But of course only CCP overlords may impose self-serving rules on China's citizens, and they do a great job on that.

Since these guys were *punished*, they obviously weren't following the rules, whatever they might be.

So again I ask, what self-serving rules has the CPC imposed on China's citizens?
 

Blackstone

Brigadier
LOL, contradicting yourself much? You said:



Since these guys were *punished*, they obviously weren't following the rules, whatever they might be.

So again I ask, what self-serving rules has the CPC imposed on China's citizens?
Ok, so you don't deny massive corruption exist in China, and it means we're making some progress at least. To answer your question, think of the following:
1) Xi Jinping himself said crackdown continues unabated, yes...?
2) Why would Chairman Xi say that unless he thinks there are still Communist officials out there making self-serving rules...?
 

solarz

Brigadier
Ok, so you don't deny massive corruption exist in China, and it means we're making some progress at least. To answer your question, think of the following:
1) Xi Jinping himself said crackdown continues unabated, yes...?
2) Why would Chairman Xi say that unless he thinks there are still Communist officials out there making self-serving rules...?

No Blackstone, Xi is saying that because he thinks there are still Communist officials out there breaking the rules.
 

Equation

Lieutenant General
Even fanbois might find it hard to deny around 300,000 Communist officials were punished for corruption.

Meanwhile the corrupt government officials outside of China are still in office.o_O:rolleyes: Nope, voting for either criminal A or criminal B won't change the current corruption going on in Washington D.C.
 

plawolf

Lieutenant General
What's worse, catching and punishing 300,000 people for corruption and reducing the overall level of corruption and bad officials, or catching no one, declare your rules are perfect and put up with ever more rampant and flagrant abuses of position for personal gain by officials at the expense of the taxpayer and nation?

Besides, the entire reason that so many were caught was because they broke the rules. If the rules were written to serve the interests of corrupt officials rather than the national good, far far fewer would have been caught out since they would have legalised much of the bad things they wanted to do.

It was a silly nonsensical flame bait comment, and no amount of spin can change that fact.
 

Blackstone

Brigadier
I thought the Christian churches did that to their followers as well, government rules and constitution be darn.o_O
Have you read the PRC Constitution?

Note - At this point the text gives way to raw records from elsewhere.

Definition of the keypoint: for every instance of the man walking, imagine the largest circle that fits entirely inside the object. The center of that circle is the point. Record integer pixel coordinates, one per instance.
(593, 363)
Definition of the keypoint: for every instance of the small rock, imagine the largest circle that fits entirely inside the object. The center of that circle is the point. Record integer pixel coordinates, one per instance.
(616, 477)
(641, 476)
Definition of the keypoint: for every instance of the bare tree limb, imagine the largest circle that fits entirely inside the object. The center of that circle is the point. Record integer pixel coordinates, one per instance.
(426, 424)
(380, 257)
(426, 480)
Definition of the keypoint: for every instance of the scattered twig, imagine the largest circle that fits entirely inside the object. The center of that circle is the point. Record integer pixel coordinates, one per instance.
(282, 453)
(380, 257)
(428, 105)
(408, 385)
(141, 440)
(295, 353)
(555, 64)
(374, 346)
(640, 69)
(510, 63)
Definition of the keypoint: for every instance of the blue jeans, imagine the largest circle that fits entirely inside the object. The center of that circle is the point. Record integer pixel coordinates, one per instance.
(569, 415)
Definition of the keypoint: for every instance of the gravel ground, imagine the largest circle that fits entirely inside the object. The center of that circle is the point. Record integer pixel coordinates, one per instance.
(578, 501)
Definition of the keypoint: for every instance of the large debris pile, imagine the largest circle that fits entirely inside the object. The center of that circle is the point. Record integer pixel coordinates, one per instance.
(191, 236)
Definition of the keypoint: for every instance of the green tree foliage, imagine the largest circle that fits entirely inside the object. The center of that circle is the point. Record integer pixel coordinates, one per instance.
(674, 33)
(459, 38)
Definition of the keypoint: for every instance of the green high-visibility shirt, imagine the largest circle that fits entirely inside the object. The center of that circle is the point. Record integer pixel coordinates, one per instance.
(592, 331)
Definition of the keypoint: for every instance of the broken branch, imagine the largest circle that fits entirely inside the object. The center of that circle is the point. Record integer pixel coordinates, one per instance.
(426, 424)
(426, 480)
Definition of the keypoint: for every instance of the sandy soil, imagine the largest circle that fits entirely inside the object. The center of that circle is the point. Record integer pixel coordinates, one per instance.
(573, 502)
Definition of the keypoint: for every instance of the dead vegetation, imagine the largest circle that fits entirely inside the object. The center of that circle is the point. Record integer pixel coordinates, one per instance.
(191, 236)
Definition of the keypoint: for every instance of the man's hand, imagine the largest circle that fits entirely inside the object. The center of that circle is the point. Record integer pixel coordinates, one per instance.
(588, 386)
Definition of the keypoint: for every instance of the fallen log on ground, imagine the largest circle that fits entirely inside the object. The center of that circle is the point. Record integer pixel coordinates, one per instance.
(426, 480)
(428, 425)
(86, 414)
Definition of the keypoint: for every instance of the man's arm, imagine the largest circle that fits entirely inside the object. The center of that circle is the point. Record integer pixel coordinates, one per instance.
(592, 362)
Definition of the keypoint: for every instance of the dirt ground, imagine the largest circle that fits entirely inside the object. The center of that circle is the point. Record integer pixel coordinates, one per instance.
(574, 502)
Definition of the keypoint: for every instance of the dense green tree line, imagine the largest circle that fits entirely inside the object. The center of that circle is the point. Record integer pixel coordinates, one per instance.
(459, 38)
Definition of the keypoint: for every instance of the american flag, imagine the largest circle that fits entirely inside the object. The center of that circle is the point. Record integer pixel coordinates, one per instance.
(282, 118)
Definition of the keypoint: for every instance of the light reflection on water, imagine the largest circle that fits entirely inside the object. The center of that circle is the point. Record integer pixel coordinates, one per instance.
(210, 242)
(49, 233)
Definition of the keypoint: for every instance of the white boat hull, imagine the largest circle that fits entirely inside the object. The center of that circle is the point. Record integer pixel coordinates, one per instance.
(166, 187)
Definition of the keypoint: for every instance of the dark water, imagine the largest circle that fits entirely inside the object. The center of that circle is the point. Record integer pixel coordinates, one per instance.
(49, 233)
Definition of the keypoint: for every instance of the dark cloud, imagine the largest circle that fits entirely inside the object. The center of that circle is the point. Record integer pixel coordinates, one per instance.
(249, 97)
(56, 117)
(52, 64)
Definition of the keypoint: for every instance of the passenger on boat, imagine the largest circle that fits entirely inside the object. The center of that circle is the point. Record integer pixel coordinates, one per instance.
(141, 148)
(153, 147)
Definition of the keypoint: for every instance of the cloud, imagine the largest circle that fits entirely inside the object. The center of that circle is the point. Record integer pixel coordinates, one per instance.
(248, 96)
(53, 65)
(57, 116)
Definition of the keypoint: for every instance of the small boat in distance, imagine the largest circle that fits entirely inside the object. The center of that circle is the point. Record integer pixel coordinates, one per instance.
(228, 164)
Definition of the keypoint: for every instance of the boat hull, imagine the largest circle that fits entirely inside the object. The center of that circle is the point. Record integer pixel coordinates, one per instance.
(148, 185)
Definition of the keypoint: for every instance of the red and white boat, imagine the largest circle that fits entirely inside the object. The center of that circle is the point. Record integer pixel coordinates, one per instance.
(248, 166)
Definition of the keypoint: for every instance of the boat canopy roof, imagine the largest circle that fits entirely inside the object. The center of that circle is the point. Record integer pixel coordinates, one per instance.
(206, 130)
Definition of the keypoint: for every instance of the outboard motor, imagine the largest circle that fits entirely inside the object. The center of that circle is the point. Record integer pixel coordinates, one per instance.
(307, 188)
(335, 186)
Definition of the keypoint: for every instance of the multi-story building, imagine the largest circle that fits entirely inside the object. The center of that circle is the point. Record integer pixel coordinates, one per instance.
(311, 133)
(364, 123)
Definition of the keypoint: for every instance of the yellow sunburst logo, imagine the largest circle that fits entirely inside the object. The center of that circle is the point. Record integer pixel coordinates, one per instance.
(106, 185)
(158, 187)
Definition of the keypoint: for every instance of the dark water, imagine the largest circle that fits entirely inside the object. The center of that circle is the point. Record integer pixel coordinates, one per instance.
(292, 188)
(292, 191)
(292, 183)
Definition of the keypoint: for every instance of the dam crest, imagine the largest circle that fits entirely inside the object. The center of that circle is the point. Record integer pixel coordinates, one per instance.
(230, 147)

If not you should it (see link below), because it's a beautiful document full of Human Rights guarantees, and it's also a good object lesson on why ink on a piece of paper is meaningless without great institutions like low-corruption governments and independent judiciary backing it up. Here are some of the rights in the PRC Constitution-
  • Right to religious believes (or not)
  • Right to free speech
  • Right to assembly
  • Right to protest
  • Right to freedom of the Press
  • Right for 18 year olds to vote and to stand for elections
  • Equality of all citizens regardless of race, creed, gender..., etc.
  • The Armed Forces of China belongs to the people and not to the Communist Party
There are so many rights guaranteed to Chinese citizens, and even to foreigners in China, is scares the Communist Party. That's why Chairman Xi discourages any talk of primacy of the PRC Constitution and puts Human Rights Lawyers in jail for using the document to constrain power of the Communist Party. Who was it that said political power flowed out of gun barrels? Oh, yeah, it was the original Red Emperor himself, Mao Zedong.